Tessier points out that Sun Life has used reinsurance only once in pension risk, in 2015 when it concluded a longevity insurance contract with BCE for $5 billion in coverage for the Bell Canada employee planRGA Canada and SCOR Global Life were the reinsurers involved. All the same, he believes that global reinsurers can play a role in driving the growth of the Canadian market.

iA holds a similar view. "We've thought a lot about longevity risk over the last few years and we've concluded that we're comfortable taking that risk on our balance sheet: $630 million is within our risk appetite," Jobin says. 

Long-standing problem 

General Motors’ pension plan has long weighed on its results, on a global scale, especially since the financial crisis of 2008-2009. Moshe Milevsky, afinance professor at the Schulich School of BusinessYork University, in Ontario, demonstrated this point in his talk at the Million Dollar Round Table (MDRT) Conference in Indianapolis, in June 2009. There he shared data that suggested that GM had the highest pension costs per car sold of any major automaker.

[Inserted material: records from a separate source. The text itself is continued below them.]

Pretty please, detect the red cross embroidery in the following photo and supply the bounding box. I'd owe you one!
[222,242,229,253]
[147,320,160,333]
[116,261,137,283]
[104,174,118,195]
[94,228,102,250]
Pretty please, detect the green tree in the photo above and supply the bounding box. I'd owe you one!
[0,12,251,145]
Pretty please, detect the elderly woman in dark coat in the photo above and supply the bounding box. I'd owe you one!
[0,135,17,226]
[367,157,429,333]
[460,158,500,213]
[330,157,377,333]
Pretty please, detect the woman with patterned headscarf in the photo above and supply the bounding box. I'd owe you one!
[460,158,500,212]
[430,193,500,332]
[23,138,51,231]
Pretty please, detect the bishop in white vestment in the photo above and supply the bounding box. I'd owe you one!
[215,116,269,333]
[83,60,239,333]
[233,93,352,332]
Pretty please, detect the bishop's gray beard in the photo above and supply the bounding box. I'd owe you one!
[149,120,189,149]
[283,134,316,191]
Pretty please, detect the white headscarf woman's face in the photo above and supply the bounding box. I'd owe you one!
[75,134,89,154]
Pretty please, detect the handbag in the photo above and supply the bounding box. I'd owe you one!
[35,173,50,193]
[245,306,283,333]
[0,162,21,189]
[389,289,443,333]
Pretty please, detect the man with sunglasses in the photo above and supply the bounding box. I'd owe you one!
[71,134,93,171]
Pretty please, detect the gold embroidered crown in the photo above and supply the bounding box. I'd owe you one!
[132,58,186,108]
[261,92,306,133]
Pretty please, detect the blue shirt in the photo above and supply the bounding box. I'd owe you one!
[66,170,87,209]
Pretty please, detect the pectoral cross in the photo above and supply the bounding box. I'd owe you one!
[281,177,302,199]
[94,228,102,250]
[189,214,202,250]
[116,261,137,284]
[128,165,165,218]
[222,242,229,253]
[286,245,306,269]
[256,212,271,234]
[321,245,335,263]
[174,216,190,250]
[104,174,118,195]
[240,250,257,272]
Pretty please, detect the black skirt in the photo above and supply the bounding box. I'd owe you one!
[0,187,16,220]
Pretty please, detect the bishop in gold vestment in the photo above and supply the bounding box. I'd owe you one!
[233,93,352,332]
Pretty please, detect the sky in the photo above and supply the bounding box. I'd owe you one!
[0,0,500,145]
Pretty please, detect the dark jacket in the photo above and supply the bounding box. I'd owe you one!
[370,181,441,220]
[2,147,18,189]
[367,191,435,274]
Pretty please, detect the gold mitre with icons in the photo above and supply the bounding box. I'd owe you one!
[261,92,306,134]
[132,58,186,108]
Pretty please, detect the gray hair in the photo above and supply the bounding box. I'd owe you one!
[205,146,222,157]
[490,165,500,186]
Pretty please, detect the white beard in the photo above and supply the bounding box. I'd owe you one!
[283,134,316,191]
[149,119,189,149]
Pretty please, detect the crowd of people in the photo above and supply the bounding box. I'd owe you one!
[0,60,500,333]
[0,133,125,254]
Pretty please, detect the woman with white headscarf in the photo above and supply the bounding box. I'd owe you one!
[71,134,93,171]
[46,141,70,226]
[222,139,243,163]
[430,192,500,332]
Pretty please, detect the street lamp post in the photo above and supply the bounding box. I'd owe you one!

The auto giant threw in the towel in 2012, completing a US$26 billion buyout annuity transaction with Prudential. It thus transferred all of its employee pension plan assets and liabilities to the insurer.

Tessier mentions that the U.S. GM transaction triggered a wave of similar transactions. The plan risk transfer market totalled $4.6 billion in 2018, $5.2 billion in 2019 and $4.4 billion in 2020, he notes. Aside from the pause caused by COVID-19 that pressured 2020 results, the market has doubled since 2013, when it reached $2.2 billion, according to actuarial firm Eckler's Pension Risk Transfer Report, released in May 2020.